12.Amazon RDS and Elastic Cache
Index
- Database types – Relational VS non relational
- Database types – Operational vs Analytical
- Databases Architectures
- amazon RDS
- Elastic cache
- Caching strategies – Lazy load,Write through,TTL
- elastic Cache Engines
- Memcached
- Redis(cluster disabled)
- Redis(cluster enabled)
Database Types – Relational vs Non-Relational – Key differences are how data are managed and how data are stored
| Relational | Non-Relational |
|---|---|
| Organized by tables, rows and columns | Varied data storage models |
| Rigid schema (SQL) | Flexible schema (NoSQL) – data stored in key-value pairs, columns, documents or graph |
| Rules enforced within database | Rules can be defined in application code (outside database) |
| Typically scaled vertically | Scales horizontally |
| Supports complex queries and joins | Unstructured, simple language that supports any kind of schema |
| ACID (Atomicity, Consistency, Isolation, Durability) compliance typically enforced | Performance is typically prioritized, can use ACID transactions in some cases |
| Amazon RDS, Oracle, MySQL, IBM DB2, PostgreSQL | Amazon DynamoDB, MongoDB, Redis, Neo4j |
Database types – Operational vs Analytical
Key differences are use cases and how the database is optimized
| Operational / transactional | Analytical |
|---|---|
| Online Transaction Processing (OLTP) | Online Analytics Processing (OLAP) – the source data comes from OLTP DBs |
| Production DBs that process transactions. E.g. adding customer records, checking stock availability (INSERT, UPDATE, DELETE) | Data warehouse. Typically, separated from the customer facing DBs. Data is extracted for decision making |
| Short transactions and simple queries | Long transactions and complex queries |
| Relational examples: Amazon RDS, Oracle, IBM DB2, MySQL | Relational examples: Amazon RedShift, Teradata, HP Vertica |
| Non-relational examples: Amazon DynamoDB, MongoDB, Cassandra | Non-relational examples: Amazon EMR, MapReduce |
Databases – Architecture Discussion
| Data Store | When to Use |
|---|---|
| Database on EC2 | – Full control over instance and database – Preferred DB not available under RDS |
| Amazon RDS | • Need traditional relational database for OLTP • Your data is well-formed and structured |
| Amazon DynamoDB | • Name/value pair data • Unpredictable data structure • In-memory performance with persistence • High I/O needs • Require dynamic scaling |
| Amazon RedShift | • Data warehouse for large volumes of aggregated data • Primarily OLAP workloads |
| Amazon ElastiCache | • Fast temporary storage for small amounts of data • Highly volatile data (non-persistent) |
Amazon Relational Database Service (RDS)
- Amazon Relational Database Service (Amazon RDS) is a managed service that makes it easy to set up, operate, and scale a relational database in the cloud.

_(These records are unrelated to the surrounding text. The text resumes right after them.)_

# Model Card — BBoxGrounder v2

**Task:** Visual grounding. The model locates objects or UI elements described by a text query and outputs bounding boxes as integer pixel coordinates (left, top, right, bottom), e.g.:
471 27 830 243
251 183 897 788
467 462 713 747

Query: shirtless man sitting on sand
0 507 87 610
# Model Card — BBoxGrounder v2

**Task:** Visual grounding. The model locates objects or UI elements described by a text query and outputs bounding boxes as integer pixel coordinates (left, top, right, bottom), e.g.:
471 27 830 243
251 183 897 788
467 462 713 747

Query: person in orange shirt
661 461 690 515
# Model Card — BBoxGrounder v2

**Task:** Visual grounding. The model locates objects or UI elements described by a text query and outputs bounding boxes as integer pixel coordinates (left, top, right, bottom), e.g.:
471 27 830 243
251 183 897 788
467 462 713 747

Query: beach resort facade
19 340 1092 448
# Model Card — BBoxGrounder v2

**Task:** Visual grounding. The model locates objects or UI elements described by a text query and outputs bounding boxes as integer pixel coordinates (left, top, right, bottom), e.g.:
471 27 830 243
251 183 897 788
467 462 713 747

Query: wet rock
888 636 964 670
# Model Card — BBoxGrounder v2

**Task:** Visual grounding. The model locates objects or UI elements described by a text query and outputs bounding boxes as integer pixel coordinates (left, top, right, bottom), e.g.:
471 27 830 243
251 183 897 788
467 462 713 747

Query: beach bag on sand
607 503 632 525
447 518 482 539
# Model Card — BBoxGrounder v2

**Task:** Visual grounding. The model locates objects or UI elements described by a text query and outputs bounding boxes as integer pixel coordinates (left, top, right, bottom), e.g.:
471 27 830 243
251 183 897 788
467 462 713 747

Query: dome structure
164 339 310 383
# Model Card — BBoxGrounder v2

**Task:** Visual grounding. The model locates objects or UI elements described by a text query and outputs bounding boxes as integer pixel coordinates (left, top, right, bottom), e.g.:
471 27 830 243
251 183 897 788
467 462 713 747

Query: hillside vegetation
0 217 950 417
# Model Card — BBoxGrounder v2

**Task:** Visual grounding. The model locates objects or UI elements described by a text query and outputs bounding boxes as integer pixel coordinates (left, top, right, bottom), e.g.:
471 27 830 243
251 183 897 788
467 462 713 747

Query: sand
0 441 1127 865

- Automated backups and patching applied in customer-defined maintenance windows
- Push-button scaling, replication and redundancy
- Amazon RDS supports the following database engines
- Amazon Aurora (proprietary AWS database engine).
- MySQL.
- MariaDB.
- Oracle.
- SQL Server
- PostgreSQL
- RDS is a managed service and you do not have access to the underlying EC2 instance (no root access).
Amazon RDS – Scalability
- You can only scale RDS up (compute and storage).
- You cannot decrease the allocated storage for an RDS instance
- You can scale storage and change the storage type for all DB engines except MS SQL.
- For MS SQL the workaround is to create a new instance from a snapshot with the new configuration.
- Scaling storage can happen while the RDS instance is running without outage however there may be performance degradation
- Scaling compute will cause downtime
- You can choose to have changes take effect immediately, however the default is within the maintenance window.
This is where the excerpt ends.